Under most circumstances, that kind of art-house nihilism sends me running, but I’m always drawn to a new Villeneuve movie despite the fact that I’ve never fully given myself over to anything he’s done. Sicario and Enemy came close, but I had less enthusiasm for the movies than their individual moments—most involving movement or its threat.
Arrival is something else. For its first half hour, it doesn’t move much at all. Picking up with Enemy’s elliptical editing but mostly disposing with its droning menace, the movie introduces Dr. Louise Banks (Amy Adams) as a lonely research professor who specializes in language theory. Against Max Richter’s wintry strings, we glimpse Malick-esque snippets of some trauma that’s left poor Louise isolated and morose in a lakeside mansion that suggests Mies van der Rohe in design but is wholly Villeneuve-ian in temperature.

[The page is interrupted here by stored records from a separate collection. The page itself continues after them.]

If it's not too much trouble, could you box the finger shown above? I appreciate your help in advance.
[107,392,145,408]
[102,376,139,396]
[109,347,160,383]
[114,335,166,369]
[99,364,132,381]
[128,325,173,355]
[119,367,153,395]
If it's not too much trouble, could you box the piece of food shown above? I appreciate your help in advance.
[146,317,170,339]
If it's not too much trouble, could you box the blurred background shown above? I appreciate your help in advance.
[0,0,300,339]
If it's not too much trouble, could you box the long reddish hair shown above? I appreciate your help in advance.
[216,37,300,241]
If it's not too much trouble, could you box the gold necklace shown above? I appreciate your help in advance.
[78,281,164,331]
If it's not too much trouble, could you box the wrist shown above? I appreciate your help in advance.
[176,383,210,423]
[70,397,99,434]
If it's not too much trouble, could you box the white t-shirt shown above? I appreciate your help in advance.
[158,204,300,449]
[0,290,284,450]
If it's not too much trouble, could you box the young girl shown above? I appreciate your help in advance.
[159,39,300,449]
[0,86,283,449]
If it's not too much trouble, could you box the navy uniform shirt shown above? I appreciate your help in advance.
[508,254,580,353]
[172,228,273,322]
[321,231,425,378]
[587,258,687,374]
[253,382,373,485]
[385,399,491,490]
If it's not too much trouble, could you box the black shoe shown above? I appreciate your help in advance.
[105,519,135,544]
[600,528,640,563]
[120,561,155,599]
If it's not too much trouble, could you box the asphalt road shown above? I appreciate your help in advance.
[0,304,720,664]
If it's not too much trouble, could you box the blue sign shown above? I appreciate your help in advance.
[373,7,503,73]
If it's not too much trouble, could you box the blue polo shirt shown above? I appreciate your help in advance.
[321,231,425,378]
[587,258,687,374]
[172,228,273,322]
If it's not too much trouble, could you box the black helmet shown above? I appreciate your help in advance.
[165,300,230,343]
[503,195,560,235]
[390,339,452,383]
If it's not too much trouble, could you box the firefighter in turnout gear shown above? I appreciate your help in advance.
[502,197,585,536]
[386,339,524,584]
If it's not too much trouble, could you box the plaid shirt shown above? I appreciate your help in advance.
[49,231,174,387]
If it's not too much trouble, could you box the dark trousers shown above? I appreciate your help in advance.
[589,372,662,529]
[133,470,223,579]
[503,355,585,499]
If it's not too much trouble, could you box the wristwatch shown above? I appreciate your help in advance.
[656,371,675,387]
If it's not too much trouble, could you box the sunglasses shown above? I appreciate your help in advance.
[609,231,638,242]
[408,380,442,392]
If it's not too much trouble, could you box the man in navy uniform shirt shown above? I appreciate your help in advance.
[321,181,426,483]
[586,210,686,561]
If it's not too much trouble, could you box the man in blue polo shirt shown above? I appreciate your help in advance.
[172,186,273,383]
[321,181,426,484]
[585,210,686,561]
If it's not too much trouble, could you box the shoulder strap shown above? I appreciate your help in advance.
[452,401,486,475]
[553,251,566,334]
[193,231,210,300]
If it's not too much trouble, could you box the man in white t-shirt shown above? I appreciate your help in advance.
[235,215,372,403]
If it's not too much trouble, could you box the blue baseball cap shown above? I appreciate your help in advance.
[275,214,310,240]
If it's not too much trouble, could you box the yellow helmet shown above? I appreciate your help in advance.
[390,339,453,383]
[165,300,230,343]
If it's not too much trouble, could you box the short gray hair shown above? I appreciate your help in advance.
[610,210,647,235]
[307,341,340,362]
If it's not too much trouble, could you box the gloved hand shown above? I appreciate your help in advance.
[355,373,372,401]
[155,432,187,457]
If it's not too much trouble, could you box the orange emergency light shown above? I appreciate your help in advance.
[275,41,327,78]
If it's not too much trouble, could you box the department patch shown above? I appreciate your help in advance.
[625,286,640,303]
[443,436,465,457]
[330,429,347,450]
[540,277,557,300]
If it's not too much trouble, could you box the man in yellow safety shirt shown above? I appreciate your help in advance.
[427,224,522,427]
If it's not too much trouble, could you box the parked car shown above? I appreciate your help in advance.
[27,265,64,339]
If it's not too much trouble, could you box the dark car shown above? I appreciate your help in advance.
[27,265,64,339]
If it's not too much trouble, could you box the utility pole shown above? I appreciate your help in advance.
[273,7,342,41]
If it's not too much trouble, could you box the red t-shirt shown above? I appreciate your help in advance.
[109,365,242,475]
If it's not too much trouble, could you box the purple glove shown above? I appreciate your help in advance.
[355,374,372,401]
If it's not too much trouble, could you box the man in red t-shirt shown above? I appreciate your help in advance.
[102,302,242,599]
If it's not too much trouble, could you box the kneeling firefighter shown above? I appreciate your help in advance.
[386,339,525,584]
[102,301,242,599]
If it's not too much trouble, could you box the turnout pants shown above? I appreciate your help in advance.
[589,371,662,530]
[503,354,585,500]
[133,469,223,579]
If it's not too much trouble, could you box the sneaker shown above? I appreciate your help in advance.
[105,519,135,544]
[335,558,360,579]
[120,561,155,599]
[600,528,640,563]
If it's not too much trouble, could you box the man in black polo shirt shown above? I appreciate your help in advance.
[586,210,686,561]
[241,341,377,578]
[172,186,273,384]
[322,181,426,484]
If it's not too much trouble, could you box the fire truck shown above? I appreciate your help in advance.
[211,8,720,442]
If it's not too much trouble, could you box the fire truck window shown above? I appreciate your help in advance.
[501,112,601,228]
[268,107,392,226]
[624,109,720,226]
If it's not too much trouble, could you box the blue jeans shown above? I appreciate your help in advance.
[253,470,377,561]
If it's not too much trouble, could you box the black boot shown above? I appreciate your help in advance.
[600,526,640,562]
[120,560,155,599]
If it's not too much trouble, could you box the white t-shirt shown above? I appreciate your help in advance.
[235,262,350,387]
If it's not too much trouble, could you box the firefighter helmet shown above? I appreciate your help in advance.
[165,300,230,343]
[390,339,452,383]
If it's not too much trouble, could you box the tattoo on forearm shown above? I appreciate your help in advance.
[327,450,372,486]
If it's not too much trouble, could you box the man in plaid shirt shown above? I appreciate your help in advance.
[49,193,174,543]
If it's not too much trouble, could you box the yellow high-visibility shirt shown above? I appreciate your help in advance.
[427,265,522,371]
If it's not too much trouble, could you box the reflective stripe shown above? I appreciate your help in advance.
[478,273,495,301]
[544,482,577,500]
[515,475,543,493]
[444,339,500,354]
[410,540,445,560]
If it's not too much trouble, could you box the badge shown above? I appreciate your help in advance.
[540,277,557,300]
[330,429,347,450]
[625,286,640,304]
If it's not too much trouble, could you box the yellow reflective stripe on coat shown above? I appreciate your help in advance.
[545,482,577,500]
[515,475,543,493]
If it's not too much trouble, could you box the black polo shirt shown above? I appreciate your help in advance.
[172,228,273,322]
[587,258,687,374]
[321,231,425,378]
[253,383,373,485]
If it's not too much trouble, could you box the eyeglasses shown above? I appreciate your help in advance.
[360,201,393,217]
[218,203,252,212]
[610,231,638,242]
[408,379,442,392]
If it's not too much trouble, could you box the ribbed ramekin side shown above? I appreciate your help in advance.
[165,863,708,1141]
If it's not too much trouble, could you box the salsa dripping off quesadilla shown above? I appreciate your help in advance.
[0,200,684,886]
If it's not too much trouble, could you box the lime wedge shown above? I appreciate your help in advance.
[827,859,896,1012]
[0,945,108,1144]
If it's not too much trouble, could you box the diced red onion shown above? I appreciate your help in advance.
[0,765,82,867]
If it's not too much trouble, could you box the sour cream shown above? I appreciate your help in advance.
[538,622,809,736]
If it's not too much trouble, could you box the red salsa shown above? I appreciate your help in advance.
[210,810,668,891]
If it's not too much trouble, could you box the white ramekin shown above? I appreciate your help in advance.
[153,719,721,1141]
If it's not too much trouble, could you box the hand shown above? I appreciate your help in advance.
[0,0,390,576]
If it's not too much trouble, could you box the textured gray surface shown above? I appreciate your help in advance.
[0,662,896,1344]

Louise’s doldrums and the movie’s gloom-wave groove are quickly interrupted by the titular event, and to reveal anything more would be imprudent. For three-quarters of its runtime, Arrival struts with the same quasi-heady, slow-burning, sustained dread Villeneuve has done and nailed before. (One jolt is lifted verbatim from an earlier effort). Pitched somewhere between the clipped spookiness of Enemy and the horror-show thrills of Sicario, Arrival is an engagingly inky question mark.
But then something happens. I saw Arrival on Monday night, and I expressed disappointment with the movie’s last-act veer into the maudlin, a treacly rejoinder for peace and harmony buoyed by a twist I saw coming even in rough translation. Not that genre science fiction should strive for conceptual consistency; mashups like Alien and Danny Boyle’s Sunshine managed to dodge intellectual responsibility by offering up irresistible thrills and were better movies for it. Arrival’s button is less contrived than, say, Interstellar’s, but it’s in the same wheelhouse—the cosmic made interior—and almost as hokey. (At least Arrival has the courtesy to thematically reconcile its melodrama.)
Just a few days ago, I suggested Arrival‘s ending threatened to retroactively blunt everything that comes before. Today, current events have retroactively blunted my cynicism. That isn’t to say the movie—or more specifically, its end—isn’t dumb, but now it feels gloriously, ecstatically dumb. Where I once thought the movie’s stylistic prowess elevated its dumb material, now it’s the reverse: the movie’s proudly mawkish celebration of pragmatism and cooperation elevates its magnetic style. Not that that opinion will stand much scrutiny; form and content seldom disunite. But in an unprecedentedly aberrant week, Arrival and its gooey iciness are welcome salves for broken hearts and minds.